If i need to create some kind of 'baseline' that takes several days to accomplish, that's acceptable if it produces usable results.

Hopefully someone has some good ideas. Thanks!

D3C4FF

storage
digital-archivist

Comments

lechlukasz: I think your question is too broad and too interdisciplinary. The part about organising could pass to library SE, while the indexing and finding duplicates, after splitting to particular content types, would pass on StackOverflow and SuperUser.
D3C4FF: Would it be better if i broke it down into separate questions instead?
mopennock: This is a records management issue, not digital preservation.
walker: I think breaking this down into separate questions would work well. Organization and access strikes me as a key part of preservation, and the problem you're describing is not dissimilar to a state archives receiving a dump of heterogeneous electronic documents from an agency and being tasked with preserving them. That said, @lechlukasz's point is well taken, certain parts of your question may be out of scope for the site - but that will be easier to evaluate once you break the problem down.

Answer by lechlukasz

Finding almost-duplicates is a very challenging tasks, in oposite to exact-duplicates which can be found by checksum indexing. But for multimedia content, the approach that could be helpful in your task in MPEG-7 indexing.

In short, MPEG-7 is the set of descriptors using to index multimedia content and find "similar" images, audios or videos. I had once project based on dominant colors descriptor, which was very effective in finding pictures made in similar scenario. After calculating the descriptors, it's much easier to compare each-with-each (though still requiring a lot of computing power) to find the almost-duplicate candidates. Such could be processed with other algorithms, that will check if, for example, two pictures aren't the same picture, only cadred, or two music files aren't the same file, with a few seconds removed. In worst case, you can check such duplicate candidates manually.

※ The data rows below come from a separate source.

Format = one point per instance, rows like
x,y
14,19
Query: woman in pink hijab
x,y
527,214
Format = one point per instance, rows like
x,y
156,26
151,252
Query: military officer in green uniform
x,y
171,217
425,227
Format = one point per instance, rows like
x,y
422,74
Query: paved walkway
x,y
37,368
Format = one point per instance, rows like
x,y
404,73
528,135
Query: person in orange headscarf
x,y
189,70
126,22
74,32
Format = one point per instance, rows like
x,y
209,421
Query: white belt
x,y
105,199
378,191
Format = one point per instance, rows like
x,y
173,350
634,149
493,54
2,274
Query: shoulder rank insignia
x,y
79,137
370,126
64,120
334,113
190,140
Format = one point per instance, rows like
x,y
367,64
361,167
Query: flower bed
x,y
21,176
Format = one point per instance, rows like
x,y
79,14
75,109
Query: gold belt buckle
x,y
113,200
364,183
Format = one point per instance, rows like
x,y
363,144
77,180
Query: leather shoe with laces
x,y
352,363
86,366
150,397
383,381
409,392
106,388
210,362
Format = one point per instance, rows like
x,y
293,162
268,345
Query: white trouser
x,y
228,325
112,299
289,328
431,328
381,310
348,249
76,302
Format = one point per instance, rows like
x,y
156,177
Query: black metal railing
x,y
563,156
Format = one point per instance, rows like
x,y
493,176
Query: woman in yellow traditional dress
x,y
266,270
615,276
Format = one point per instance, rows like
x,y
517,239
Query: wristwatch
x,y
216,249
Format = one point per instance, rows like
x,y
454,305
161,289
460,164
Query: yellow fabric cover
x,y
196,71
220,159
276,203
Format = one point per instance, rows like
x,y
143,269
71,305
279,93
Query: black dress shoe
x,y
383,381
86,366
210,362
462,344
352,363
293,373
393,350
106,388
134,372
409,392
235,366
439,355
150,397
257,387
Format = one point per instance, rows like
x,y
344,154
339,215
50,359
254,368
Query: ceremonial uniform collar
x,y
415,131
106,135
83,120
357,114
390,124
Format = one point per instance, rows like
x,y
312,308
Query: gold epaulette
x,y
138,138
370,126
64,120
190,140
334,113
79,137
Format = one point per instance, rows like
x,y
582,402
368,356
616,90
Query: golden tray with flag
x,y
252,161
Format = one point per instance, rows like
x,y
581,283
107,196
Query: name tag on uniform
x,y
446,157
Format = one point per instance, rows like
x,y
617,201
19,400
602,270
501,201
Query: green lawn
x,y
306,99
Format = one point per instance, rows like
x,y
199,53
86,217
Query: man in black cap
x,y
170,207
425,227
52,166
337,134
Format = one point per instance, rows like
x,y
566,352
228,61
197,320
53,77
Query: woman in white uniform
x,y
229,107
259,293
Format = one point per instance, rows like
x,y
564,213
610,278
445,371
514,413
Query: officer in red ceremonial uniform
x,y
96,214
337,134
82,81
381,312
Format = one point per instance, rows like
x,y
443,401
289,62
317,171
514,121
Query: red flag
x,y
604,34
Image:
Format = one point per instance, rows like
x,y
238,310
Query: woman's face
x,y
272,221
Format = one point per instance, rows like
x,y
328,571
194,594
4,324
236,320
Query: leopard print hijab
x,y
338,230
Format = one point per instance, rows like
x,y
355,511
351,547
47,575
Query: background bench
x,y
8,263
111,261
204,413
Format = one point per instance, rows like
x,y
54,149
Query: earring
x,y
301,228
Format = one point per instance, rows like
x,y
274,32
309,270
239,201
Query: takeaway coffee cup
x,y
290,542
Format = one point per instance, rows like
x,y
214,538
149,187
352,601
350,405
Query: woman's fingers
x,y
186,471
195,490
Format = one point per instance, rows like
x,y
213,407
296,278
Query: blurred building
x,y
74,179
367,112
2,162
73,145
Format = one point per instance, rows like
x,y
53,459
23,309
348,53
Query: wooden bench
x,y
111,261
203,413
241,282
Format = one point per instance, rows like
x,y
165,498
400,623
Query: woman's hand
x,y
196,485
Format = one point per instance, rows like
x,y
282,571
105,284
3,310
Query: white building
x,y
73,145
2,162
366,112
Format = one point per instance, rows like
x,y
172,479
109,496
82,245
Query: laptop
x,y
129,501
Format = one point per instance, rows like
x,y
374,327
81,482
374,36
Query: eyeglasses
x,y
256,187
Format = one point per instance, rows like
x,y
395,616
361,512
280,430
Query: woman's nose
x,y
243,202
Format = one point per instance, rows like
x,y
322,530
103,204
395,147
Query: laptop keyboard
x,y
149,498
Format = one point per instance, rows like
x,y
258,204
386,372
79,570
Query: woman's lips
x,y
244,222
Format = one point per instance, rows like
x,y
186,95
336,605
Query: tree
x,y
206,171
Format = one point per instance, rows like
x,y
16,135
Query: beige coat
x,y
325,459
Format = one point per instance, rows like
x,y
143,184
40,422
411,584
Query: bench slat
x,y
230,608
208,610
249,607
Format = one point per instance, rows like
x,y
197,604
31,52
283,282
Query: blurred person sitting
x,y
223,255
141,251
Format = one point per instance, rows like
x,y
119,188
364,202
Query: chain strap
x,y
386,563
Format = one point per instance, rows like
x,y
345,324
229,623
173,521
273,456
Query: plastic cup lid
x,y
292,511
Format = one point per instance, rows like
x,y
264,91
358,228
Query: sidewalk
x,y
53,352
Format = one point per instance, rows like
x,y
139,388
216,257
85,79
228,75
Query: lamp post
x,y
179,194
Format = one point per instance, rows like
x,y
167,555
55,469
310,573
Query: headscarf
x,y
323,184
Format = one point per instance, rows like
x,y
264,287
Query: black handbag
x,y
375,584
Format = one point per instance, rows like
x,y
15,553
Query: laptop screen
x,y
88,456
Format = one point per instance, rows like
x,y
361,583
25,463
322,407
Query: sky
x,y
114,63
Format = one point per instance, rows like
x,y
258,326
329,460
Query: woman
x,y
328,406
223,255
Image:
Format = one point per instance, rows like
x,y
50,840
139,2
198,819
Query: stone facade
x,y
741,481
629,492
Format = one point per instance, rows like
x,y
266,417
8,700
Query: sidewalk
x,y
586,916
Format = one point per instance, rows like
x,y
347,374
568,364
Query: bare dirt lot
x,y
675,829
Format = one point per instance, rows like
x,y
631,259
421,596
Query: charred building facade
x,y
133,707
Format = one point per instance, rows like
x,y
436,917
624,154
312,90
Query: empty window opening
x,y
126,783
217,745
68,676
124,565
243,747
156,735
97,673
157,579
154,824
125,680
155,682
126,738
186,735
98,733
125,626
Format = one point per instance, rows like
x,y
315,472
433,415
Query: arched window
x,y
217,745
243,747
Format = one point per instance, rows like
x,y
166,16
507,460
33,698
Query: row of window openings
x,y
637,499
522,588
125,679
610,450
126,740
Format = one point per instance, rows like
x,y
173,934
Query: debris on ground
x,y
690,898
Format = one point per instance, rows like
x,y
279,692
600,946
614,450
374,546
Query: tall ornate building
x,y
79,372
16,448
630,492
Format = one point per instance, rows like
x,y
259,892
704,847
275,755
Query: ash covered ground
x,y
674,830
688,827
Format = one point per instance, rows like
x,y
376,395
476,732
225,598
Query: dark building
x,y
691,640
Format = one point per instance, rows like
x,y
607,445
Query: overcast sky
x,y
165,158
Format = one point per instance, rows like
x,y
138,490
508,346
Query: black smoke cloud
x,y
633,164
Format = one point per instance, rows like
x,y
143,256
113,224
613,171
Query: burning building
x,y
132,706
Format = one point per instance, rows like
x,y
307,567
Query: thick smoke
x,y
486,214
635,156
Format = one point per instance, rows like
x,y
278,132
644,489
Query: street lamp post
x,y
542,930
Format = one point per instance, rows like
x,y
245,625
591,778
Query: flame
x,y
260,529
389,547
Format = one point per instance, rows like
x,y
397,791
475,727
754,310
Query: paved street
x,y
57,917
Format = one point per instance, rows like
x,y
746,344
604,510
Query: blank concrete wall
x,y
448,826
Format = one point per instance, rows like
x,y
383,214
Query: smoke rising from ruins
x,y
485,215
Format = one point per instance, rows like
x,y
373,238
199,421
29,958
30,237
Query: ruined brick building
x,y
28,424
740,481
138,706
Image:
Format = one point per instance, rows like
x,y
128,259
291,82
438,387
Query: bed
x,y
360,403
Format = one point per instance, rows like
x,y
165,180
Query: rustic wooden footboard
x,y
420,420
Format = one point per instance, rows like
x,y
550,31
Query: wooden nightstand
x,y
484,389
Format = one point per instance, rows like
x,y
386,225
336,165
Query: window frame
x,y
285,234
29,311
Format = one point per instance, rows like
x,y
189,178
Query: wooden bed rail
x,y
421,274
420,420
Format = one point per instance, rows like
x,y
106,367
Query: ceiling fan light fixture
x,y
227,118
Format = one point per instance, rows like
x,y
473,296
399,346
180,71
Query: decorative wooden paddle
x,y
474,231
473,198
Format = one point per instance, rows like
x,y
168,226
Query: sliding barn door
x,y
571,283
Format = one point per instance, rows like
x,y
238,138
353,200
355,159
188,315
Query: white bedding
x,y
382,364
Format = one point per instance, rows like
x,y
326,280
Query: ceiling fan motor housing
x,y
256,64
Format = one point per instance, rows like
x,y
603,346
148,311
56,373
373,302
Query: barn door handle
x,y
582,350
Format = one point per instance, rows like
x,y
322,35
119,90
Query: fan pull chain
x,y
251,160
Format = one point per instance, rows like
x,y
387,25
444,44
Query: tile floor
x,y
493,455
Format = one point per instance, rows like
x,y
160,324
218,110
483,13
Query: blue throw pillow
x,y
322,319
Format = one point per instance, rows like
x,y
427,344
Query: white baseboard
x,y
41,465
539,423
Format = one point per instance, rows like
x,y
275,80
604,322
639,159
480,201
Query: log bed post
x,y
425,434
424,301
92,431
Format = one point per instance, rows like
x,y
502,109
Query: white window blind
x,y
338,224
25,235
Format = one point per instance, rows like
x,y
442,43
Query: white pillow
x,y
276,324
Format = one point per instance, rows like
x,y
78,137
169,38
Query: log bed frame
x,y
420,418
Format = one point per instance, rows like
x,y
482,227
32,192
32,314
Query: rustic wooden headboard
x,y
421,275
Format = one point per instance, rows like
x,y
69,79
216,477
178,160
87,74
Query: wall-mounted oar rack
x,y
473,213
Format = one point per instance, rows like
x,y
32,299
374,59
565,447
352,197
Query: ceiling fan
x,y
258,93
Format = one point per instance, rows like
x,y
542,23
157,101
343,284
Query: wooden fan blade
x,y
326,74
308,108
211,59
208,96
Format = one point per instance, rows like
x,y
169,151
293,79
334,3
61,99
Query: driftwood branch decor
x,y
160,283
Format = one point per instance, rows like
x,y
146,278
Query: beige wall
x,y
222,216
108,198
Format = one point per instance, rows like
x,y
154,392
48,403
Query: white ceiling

The descriptors, as well, could help you organise multimedia content in groups, but it would require other algorithms, such as centroids.

Comments

D3C4FF: Can you suggest any programs or resources? Also. What is centroids? MPEG-7 sounds awesome...
lechlukasz: Centroid algorithm or K-Means clustering algorithm: http://en.wikipedia.org/wiki/K-means_clustering Sorry, I don't know any tools, I've made only a small project with single MPEG-7 descriptor on Uni, therefore I know about those descriptors and that the can be used for such tasks.